Politely Green uttered one of those noncommittal sounds that may be taken to mean almost anything. But the manicure lady was of a temperament needing no prompting. She went on, blithe to be talking to a new listener.

"Yes, sir, I think he's plumb dippy. He first came in here about two weeks ago to have his nails did, and I don't know whether you'll believe it or not—but August'll tell you it's the truth—he's been back here every day since. And the funniest part of it is I'm certain sure he never had his nails done in his life before then—they was certainly in a untidy state the first time he came. And there's another peculiar thing about him. He always makes me scrape away down under his nails, right to the quick. Sometimes they bleed and it must hurt him."

"Apparently the gentleman has the manicuring habit in a serious form," said Green, seeing that Miss Sadie had paused, in expectation of an answer from him.

"He sure has—in the most vi'lent form," she agreed. "He's got other habits too. He's sure badly stuck on the movies."

"I beg your pardon—on the what?"

"On the movies—the moving pictures," she explained. "Well, oncet in a while I enjoy a good fillum myself, but I'm no bigot on the subject—I can take my movies or I can let 'em be. But not that man that just now went out. All the time I'm doing his nails he don't talk about nothing else hardly, except the moving pictures, he's seen that day or the day before. It's right ridiculous, him being a grown-up man and everything. I actually believe he never misses a new fillum at that new moving picture place three doors above here, or at that other one, that's opened up down by Two Hundred an' Thirtieth Street. He seems to patronise just those two. I guess he lives 'round here somewhere. Yet he don't seem to be very well acquainted in this part of town neither. Well, it sure takes all kind of people to make a world, don't it?"

Temporarily Miss Sadie lapsed into silence, never noticing that what she said had caused her chief auditor to bend forward in absorbed interest. He sat with his eyes on the Greek youth who worked over his shoes, but his mind was busy with certain most interesting speculations.

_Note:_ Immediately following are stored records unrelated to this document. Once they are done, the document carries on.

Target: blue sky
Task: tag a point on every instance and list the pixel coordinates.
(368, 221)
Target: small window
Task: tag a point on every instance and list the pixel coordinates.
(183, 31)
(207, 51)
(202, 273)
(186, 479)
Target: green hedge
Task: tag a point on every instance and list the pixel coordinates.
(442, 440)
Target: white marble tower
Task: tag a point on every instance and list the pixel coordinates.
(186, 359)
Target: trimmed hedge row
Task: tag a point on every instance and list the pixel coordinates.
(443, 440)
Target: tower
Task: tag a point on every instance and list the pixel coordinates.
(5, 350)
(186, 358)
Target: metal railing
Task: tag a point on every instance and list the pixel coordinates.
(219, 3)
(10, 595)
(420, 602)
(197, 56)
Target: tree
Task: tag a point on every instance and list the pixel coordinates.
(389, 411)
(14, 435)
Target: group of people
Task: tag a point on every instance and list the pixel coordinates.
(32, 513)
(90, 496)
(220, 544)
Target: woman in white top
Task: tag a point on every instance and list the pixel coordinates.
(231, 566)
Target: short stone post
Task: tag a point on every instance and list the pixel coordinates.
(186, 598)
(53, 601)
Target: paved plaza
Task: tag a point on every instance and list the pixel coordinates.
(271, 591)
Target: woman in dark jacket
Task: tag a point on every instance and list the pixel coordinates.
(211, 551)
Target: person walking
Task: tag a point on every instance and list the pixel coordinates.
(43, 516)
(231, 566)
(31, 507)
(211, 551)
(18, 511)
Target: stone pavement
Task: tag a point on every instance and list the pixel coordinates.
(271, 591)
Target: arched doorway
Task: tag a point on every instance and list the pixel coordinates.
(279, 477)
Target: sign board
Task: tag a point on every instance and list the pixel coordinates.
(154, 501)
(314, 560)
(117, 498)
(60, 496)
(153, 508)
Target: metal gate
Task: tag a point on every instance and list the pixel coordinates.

When the bootblack had given his restored and resplendent russets a final loving rub, and had deftly inserted a new lace where the old one had been, Mr. Green decided that he needed a manicure and he moved across the shop, and as the manicure lady worked upon his nails he siphoned the shallow reservoir of her little mind as dry as a bone. The job required no great amount of pump-work either, for this Miss Sadie dearly loved the sound of her own voice and was gratefully glad to tell him all she knew of the stranger who favoured such painful manicuring processes and who so enjoyed a moving picture show. For his part, Green had seen only the man's side face, and that casually and at a fleeting glance; but before the young lady was through with her description, he knew the other's deportment and contour as though he had passed him a hundred times and each time had closely studied him.

To begin with, the man was sallow and dark, and his age was perhaps thirty, or at most thirty-two or three. His beard was newly grown; it was a young beard, through which his chin and chops still showed. He smoked cigarettes constantly—the thumb and forefinger of his right hand were stained almost black, and Miss Sadie, having the pride of her craft, had several times tried unsuccessfully to bleach them of their nicotine disfigurements.

He had a manner about him which the girl described as "kind of suspicious and scary,"—by which Green took her to mean that he was shy and perhaps furtive in his bearing. His teeth, his eyes, his expression, his mode of dress—Mr. Green knew them all before Miss Sadie gave his left hand a gentle pat as a sign that the job was concluded. He tipped her generously and caught the next subway train going south.